Closed
Description
It is great that xarray
supports dimensions without coords, but sometimes I think it would be useful to be able to easily opt into autogenerated coords from 0 to n-1
. This can be useful to obtain DataArrays for pointwise indexing:
import xarray as xr
ds = xr.Dataset()
# a list of selected indices for each layer
ds['selected'] = (['layer', 'selected-i'], [
[0, 1, 2],
[1, 5, 3],
])
# normally, concatenation would drop layer data
print(xr.concat(ds['selected'], dim='selected-i'))

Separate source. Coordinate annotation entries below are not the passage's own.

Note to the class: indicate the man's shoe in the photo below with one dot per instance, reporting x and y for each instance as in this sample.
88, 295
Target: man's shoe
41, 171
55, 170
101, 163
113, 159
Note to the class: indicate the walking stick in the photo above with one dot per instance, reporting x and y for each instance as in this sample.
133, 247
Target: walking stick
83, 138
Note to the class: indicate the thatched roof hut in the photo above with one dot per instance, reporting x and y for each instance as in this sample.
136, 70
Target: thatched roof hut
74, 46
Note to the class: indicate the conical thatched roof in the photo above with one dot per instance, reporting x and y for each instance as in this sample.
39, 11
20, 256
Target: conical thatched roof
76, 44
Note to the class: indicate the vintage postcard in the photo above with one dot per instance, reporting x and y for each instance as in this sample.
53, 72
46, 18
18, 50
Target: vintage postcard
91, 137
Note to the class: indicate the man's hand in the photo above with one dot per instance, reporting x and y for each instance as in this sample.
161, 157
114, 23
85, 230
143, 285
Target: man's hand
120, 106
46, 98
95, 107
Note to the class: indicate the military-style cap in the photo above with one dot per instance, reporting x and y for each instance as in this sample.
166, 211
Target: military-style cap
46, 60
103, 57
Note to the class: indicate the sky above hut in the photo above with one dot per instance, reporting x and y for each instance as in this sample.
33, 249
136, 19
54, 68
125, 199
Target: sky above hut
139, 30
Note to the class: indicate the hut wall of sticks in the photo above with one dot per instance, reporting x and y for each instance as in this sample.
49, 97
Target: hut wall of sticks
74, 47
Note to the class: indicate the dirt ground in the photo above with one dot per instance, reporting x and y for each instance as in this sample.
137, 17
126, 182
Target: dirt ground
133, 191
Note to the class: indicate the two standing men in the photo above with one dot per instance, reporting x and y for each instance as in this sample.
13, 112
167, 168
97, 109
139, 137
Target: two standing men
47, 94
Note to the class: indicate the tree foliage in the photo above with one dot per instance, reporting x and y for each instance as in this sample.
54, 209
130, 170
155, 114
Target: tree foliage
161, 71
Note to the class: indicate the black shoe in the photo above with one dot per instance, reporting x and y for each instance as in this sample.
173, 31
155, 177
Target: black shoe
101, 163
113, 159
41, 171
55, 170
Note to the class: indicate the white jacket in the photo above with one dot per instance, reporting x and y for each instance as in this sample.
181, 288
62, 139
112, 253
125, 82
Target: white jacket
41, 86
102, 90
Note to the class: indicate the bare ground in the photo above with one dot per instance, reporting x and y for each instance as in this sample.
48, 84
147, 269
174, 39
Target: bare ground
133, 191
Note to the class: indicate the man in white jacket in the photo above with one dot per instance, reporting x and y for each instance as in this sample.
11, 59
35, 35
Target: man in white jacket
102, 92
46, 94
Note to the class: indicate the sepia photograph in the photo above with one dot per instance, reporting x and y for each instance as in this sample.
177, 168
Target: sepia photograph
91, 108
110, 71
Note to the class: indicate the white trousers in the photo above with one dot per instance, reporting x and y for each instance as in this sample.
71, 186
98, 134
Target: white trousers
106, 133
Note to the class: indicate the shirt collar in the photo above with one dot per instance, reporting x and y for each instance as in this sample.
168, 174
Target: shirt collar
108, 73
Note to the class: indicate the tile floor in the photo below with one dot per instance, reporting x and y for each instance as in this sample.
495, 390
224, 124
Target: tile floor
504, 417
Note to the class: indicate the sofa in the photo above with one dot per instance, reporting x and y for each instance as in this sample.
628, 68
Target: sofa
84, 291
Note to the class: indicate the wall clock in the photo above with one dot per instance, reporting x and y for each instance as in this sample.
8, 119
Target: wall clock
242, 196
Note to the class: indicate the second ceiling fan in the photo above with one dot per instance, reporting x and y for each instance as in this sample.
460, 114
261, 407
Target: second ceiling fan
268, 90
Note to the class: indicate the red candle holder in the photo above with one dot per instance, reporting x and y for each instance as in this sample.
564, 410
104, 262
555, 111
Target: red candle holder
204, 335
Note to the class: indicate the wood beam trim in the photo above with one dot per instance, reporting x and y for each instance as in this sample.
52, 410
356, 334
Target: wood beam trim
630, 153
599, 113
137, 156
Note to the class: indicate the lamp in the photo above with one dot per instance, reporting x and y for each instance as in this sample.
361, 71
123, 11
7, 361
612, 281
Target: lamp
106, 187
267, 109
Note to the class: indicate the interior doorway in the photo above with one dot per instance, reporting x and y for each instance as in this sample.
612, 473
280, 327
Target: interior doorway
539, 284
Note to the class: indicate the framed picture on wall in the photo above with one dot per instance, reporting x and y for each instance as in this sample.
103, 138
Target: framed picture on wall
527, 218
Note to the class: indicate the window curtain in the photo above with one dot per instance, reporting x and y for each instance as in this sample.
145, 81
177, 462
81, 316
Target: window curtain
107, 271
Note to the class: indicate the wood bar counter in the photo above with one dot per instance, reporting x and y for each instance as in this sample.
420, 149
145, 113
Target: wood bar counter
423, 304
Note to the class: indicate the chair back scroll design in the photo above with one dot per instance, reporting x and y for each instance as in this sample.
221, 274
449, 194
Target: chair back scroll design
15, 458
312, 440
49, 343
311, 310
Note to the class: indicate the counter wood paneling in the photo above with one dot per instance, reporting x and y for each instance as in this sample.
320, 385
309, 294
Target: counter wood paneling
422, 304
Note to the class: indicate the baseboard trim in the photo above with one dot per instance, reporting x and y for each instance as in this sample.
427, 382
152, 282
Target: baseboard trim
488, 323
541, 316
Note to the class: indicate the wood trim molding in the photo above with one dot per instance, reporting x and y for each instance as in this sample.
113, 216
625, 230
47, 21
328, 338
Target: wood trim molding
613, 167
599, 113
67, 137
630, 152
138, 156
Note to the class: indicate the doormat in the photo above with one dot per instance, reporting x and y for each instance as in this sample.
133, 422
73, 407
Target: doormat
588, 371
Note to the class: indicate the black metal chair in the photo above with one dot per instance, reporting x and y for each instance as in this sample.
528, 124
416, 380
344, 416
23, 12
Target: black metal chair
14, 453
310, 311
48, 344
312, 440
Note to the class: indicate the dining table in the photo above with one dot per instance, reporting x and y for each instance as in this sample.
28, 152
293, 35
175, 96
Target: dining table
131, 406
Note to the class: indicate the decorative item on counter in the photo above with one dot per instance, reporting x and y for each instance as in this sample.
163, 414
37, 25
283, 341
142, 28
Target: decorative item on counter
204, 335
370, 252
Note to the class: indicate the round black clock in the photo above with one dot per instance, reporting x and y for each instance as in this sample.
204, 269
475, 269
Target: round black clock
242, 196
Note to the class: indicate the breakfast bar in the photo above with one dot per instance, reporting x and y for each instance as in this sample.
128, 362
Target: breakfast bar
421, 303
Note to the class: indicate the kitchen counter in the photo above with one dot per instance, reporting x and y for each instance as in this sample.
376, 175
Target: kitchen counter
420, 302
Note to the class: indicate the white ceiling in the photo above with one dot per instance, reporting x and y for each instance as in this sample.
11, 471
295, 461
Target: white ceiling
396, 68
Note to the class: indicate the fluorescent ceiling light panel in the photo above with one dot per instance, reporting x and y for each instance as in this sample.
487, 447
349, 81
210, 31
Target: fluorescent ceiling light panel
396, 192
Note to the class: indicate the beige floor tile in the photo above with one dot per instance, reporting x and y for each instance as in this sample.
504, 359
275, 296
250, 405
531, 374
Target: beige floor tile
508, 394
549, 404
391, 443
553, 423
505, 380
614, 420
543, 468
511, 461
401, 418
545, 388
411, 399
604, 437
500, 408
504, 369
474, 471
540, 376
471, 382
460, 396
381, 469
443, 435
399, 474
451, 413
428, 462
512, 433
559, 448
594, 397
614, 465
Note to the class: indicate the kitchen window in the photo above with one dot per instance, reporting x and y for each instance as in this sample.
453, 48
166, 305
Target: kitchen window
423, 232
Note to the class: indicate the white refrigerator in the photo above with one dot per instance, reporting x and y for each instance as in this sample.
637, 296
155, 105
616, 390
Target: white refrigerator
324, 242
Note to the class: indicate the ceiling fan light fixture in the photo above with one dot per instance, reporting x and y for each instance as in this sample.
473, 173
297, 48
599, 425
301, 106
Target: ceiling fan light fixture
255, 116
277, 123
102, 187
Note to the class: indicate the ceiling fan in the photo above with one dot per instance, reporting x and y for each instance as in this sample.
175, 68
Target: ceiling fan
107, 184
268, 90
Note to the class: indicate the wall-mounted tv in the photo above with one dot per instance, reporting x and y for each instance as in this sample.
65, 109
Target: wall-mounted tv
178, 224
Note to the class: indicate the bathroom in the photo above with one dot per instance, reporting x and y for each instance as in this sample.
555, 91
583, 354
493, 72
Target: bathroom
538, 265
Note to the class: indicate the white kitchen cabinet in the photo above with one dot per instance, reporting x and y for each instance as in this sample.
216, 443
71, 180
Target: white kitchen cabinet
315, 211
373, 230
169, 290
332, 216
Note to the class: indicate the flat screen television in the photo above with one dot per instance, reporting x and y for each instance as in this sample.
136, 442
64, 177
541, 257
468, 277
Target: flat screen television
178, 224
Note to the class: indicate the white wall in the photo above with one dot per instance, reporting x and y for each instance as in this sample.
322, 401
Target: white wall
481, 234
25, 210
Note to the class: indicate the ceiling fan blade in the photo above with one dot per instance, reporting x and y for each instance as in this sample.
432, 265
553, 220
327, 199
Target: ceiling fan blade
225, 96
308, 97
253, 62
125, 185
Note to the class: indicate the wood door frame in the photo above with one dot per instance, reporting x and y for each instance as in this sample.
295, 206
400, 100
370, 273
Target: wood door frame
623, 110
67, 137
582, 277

# <xarray.DataArray 'selected' (selected-i: 6)>
# array([0, 1, 2, 1, 5, 3])
# Dimensions without coordinates: selected-i
# if you generate coords from 0 to n-1 for layer, however, the resulting DataArray
# contains 'layer' indices for use in pointwise indexing
print(xr.concat(ds
.assign_coords(layer=list(range(ds.sizes['layer'])))
['selected'], dim='selected-i'))
# <xarray.DataArray 'selected' (selected-i: 6)>
# array([0, 1, 2, 1, 5, 3])
# Coordinates:
# layer (selected-i) int64 0 0 0 1 1 1
# Dimensions without coordinates: selected-i
My issue with the above is that layer=list(range(ds.sizes['layer']))
is verbose and fails to be DRY. My thought for such an API is that xarray could maybe have a special constant for auto-assignment, usable in any method that takes input coords:
print(xr.concat(ds
.assign_coords(layer=xr.AUTO)
['selected'], dim='selected-i'))
(Additionally, perhaps xr.AUTO
could be a function/class, so that xr.AUTO(start)
produces indices starting at start
.)